Так вот, этот одноногий солдат продавал рыбу, пара — тридцать пять рублей. Привязался к нему мужик. Просит уступить за тридцать, солдат рассвирепел и говорит: “Я ее лучше выброшу, но за тридцать не отдам”, — и тут же через голову швыряет эту пару недалеко в кусты. Минуту переждав, я тихонько за ней. Висят обе мои хорошие на кусте. Забираю их и, уже не возвращаясь к своему щавелю, иду домой с такой богатой поклажей. Часто после того, как рынок разойдется, в траве можно найти бесформенную картошку, ее половинку, высыпанную вместе с пылью кукурузу или что-нибудь еще. А если выпадало воскресенье, я без всякого стеснения шла к кладбищу, стояла, раскрыв сумку, и уже издали по лицам видела, кто положит кусочек пирога или чурека и попросит помянуть, а кто зло пройдет мимо.

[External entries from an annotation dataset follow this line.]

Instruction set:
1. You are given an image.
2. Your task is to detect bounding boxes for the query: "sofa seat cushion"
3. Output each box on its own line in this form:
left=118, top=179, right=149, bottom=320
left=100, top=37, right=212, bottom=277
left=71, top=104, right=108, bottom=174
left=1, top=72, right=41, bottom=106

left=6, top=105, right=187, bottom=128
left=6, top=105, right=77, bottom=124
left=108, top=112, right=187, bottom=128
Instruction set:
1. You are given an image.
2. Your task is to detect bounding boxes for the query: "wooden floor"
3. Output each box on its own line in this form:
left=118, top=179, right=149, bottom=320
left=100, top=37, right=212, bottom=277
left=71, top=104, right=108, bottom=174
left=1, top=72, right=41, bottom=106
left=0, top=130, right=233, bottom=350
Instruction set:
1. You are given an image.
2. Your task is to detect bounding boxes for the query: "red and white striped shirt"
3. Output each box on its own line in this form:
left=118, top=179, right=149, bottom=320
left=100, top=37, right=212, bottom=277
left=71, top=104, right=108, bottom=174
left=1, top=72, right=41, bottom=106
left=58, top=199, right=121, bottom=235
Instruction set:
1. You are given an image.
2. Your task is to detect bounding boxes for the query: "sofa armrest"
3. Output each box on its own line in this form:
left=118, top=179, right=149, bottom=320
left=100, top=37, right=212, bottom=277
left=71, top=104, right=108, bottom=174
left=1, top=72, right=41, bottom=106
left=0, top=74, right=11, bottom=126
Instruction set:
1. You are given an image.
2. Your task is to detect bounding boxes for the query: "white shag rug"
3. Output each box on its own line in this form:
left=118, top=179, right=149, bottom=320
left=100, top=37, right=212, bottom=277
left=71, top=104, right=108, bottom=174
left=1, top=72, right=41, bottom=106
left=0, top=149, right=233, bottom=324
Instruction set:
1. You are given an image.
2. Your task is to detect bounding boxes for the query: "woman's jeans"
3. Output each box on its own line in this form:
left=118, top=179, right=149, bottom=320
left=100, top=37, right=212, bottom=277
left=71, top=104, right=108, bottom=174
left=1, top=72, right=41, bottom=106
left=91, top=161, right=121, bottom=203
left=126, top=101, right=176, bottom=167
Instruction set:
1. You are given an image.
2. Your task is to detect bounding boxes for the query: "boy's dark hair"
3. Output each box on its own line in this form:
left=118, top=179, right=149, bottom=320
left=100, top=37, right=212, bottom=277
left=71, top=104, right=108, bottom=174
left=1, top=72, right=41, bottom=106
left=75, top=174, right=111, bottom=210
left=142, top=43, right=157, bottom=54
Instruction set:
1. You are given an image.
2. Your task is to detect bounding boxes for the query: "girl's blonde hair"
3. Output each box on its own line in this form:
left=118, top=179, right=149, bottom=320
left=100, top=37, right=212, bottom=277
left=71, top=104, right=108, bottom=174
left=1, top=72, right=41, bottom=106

Однажды, принеся кукурузу на мельницу, я спокойно ждала своей очереди на первом этаже. Когда

подходит очередь, надо подниматься на второй этаж, сыпать зерно и быстро спускаться вниз, подставляя свой мешок под муку. Так вот, я на минуту вышла на улицу. Вижу: на телеге подъехал крупный здоровый казак и привез полмешка кукурузы на помол. Спрыгнул с телеги — и к своим друзьям-мельникам. Стоят за мельницей, в тени, разговаривают, смеются. Я тут же схватила этот мешок, бегом отнесла его и бросила в воронку от бомбы, доверху заросшую крапивой. И быстро на мельницу, в свою очередь. Очередь подошла, я смолола свою кукурузу, и когда стала уходить, во дворе поднялся страшный шум: кто и когда стащил мешок с кукурузой на мельнице, стоящей поодаль от станицы, у всех на глазах. Я себя не оправдываю, но когда я сравниваю молодого, упитанного казака и мою маму, не поднимающуюся с кровати, я себя и не обвиняю. Пришла домой, рассказала маме. Она, конечно, в слезы: “Они бы тебя искалечили”. А ночью мы с сестрой через всю станицу прошли, тихонько забрались в ту яму и принесли домой не меньше пуда кукурузы. Мололи ее по частям уже на другой, нижней, мельнице. Жили спокойно целый месяц.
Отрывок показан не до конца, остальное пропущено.